How can you argue with the low prices, especially in a nation where such a hunger for books exists?
This year the Delhi Book Fair held at Pragati Maidan was held on a much smaller scale than previous years. It was dominated by stalls put up by publishers of school textbooks. Government institutions were represented by the National Book Trust, Sahitya Akademi and Indira Gandhi National Centre for the Arts with their reasonably priced publications in many Indian languages and dialects. Religious organisations too displayed their publications, some of which were being distributed free. Most of the larger publishing houses were conspicuous by their absence (preparing for the next edition of the World Book Fair 2016).
But it was the smaller stalls of remaindered books that were fascinating. These are books that are scheduled for
pulping in other book markets and are also disposed off by weight. These titles are brought into local markets, usually priced very low. Three books for Rs.100 or for Rs. 500, depending upon their condition and interest in the book or author. It is not unusual to find books with labels from overseas school libraries and institutions, personal inscriptions or treasures like the one Jairaj Singh, a journalist, found at the Delhi Book Fair — an autographed first edition of Kingsley Amis’ Memoirs for Rs. 50 only.

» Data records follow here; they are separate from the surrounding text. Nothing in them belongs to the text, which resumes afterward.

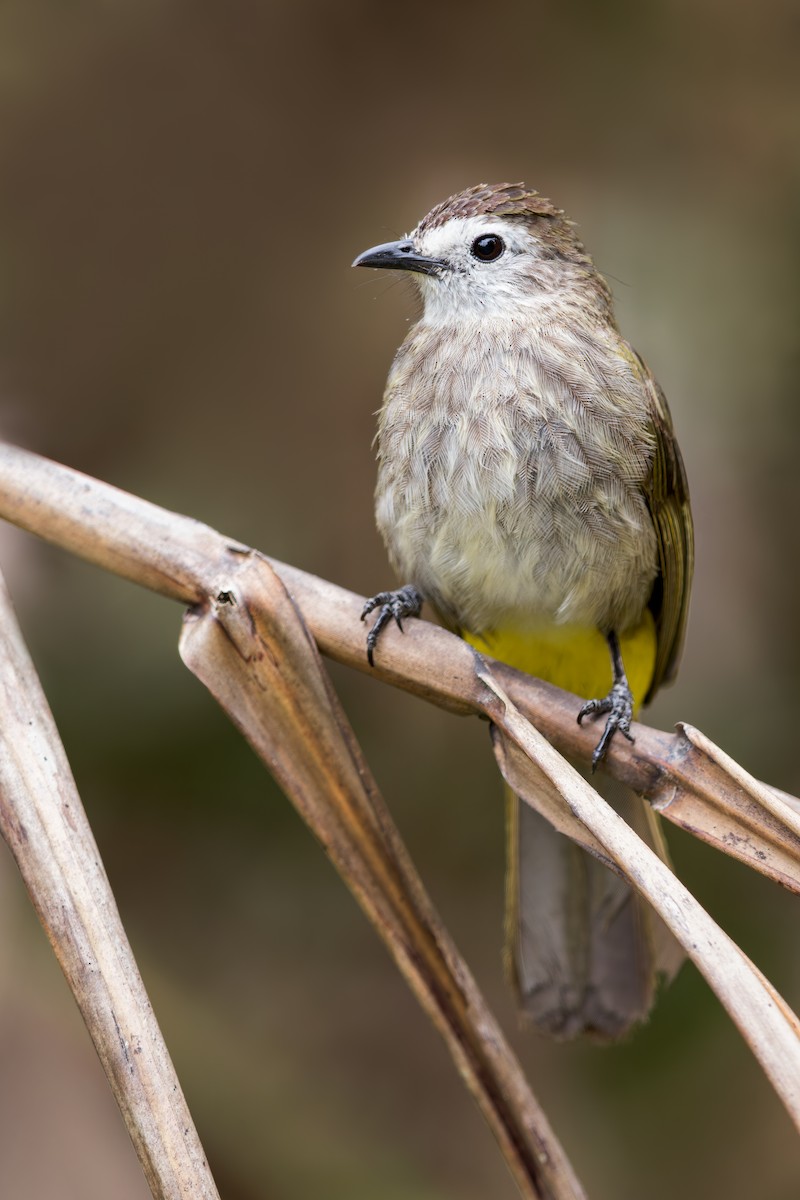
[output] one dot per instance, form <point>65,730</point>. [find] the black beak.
<point>400,256</point>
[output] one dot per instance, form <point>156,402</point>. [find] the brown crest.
<point>491,199</point>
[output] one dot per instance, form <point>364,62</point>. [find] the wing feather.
<point>667,493</point>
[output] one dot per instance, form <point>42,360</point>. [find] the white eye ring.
<point>488,247</point>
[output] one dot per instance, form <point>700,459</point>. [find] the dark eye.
<point>488,247</point>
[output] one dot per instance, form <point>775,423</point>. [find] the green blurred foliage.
<point>182,187</point>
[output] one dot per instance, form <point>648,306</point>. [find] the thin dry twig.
<point>684,775</point>
<point>44,825</point>
<point>254,654</point>
<point>190,562</point>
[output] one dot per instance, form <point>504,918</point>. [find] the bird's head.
<point>491,251</point>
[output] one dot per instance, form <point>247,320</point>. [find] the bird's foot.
<point>619,706</point>
<point>405,601</point>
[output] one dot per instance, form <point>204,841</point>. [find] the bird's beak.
<point>400,256</point>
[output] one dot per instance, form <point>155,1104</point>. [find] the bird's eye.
<point>487,249</point>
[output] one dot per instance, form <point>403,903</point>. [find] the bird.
<point>531,491</point>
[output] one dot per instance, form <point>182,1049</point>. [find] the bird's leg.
<point>618,703</point>
<point>405,601</point>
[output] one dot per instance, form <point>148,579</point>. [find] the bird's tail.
<point>583,949</point>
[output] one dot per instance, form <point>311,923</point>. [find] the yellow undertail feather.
<point>575,658</point>
<point>582,951</point>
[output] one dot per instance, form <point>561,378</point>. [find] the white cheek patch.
<point>470,289</point>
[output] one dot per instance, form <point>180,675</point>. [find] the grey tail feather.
<point>583,949</point>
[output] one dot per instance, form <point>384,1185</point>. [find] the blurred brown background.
<point>182,189</point>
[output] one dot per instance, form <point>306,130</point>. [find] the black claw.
<point>405,601</point>
<point>618,703</point>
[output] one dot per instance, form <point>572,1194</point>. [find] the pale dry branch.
<point>44,825</point>
<point>684,775</point>
<point>252,651</point>
<point>192,563</point>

People noodle through these stalls, trailing bags on wheels. Within a limited budget it is possible to acquire a pile of books till the next book fair comes around. It is to these remaindered stalls that the maximum number of buyers— teachers, parents, school children, students, librarians — go. In fact, the presence of these stalls, piled high with books, thrown in an untidy heap, was frowned upon by established publishers at the World Book Fair, February 2015. But how can you argue with the low prices, especially in a nation where such a hunger for books exists? This is borne out by the Amazon India spokesperson who says, “the number of books sold per day has grown by 1400 per cent over the past two years. Over 2500 sellers today offer lakhs of books to their customers across India on amazon.in. The portal has the largest online selection of books in India across languages, including three major regional languages — Hindi, Tamil and Kannada — which have found a huge audience, especially in non-metro cities where regional language books have featured in the top 10 bestsellers list. Over 50 per cent of the orders are coming from outside of the top eight cities.” According to informed sources, online book portals in India are growing at the rate of 12 to 15 per cent per annum.

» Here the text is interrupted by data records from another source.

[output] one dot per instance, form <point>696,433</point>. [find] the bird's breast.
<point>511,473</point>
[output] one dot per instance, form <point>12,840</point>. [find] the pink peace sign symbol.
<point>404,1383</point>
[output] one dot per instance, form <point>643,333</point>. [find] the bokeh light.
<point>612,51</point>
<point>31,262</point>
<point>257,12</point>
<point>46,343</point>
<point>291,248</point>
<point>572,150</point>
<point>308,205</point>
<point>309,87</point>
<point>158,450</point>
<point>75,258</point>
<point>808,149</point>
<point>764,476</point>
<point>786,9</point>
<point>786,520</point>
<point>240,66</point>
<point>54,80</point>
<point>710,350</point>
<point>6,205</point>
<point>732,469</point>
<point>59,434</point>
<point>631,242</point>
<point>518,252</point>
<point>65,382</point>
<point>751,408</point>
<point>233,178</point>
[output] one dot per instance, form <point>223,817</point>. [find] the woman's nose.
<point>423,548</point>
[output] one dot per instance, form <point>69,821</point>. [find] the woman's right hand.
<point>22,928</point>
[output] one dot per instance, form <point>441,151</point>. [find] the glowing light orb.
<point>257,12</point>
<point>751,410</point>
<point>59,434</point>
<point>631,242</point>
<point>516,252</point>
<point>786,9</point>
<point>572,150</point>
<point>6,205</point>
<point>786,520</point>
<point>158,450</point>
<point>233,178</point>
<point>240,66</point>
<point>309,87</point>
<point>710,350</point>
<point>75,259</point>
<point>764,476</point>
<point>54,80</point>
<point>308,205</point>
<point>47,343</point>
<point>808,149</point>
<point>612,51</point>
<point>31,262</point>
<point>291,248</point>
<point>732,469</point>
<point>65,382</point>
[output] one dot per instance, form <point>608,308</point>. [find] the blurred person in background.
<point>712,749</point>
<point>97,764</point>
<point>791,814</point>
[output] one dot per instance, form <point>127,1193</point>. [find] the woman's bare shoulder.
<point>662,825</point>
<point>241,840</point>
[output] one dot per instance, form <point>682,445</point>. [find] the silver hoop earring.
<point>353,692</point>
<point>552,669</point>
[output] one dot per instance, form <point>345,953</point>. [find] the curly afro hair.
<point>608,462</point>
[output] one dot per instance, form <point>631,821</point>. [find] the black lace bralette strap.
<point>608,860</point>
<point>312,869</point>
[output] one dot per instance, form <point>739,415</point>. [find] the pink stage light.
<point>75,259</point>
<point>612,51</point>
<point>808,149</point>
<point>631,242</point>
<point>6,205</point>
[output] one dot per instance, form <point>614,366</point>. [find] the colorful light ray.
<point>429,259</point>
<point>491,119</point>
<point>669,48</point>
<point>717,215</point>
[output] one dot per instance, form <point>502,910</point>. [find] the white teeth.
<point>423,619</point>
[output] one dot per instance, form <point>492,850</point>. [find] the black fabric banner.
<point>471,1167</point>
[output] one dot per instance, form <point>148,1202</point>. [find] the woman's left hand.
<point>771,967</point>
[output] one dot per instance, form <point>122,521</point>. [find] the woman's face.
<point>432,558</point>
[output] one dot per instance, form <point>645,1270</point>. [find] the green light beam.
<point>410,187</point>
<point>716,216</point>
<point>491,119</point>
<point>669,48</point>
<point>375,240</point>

In August 2015, the longlist for the Man Booker Prize for Fiction was revealed. It is a fabulously diverse list, exciting for the range of debut and experienced writers, geographical regions, varied writing styles and publishers it showcases. A handful, such as Anuradha Roy’s Sleeping on Jupiter, Sunjeev Sahota’s The Year of the Runaways, Bill Clegg’s Did You Ever Have a Family, Hanya Yanagihara’s A Little Life, Anne Tyler’s A Spool of Blue Thread, Marilynne Robinson’s Lila and Anne Enright’s The Green Road are readily available. But try getting hold of Leila Lalami’s The Moor’s Sigh, Chigozi Obioma’s The Fishermen or Anna Smaill’s The Chimes — you either have to pay for it online (there seems to be no fixed price for the edition even on the same portal, so a comparison of prices is advisable) or bide your time till it is available at a brick-and-mortar bookshop. Recently, there have been discussions on ebook sales plateauing, primarily because of price fluctuation and smartphones replacing ereaders. (“The plot may be unravelling for e-books” Aimee Picchi, CBS News, 4 September 2015, http://cbsn.ws/1XJDgCf )
This is a trend apparent in India too, as is evident with the launch of the non-profit trust Pratham Books’ open source digital platform, Storyweaver (https://storyweaver.org.in/ ). It features 800 stories in 26 languages (14 Indian and 12 international languages), with an image repository of over 2,000 images. It can be viewed on desktop computers, laptops, tablets or mobile phones. Users will be able to read, download, translate, create, print and publish new stories through the platform using the Creative Commons licensed content on the site. Similarly, Daily Hunt (http://dailyhunt.in/ ) offers news, free and some nominally priced books, in 12 languages and has had 2.3 billion views a month.
Freshly published print books continue to be unaffordable for many readers in India, as is evident from the rush to buy cheaply priced, sometimes weathered, remaindered books. Yet, it is significant to note that most Indians, despite being economically challenged, possess a handheld device. Hence, innovative ways of bringing together literature and technology to whet a ferocious book appetite at affordable prices have to be explored. It is also a tremendous way of giving neo-literates a chance to practice their literacy too, instead of it stagnating. As Amartya Sen says in his introduction to The Country of First Boys “…having an educated …population can be a major contributor to enhancing steady and sustainable economic growth.”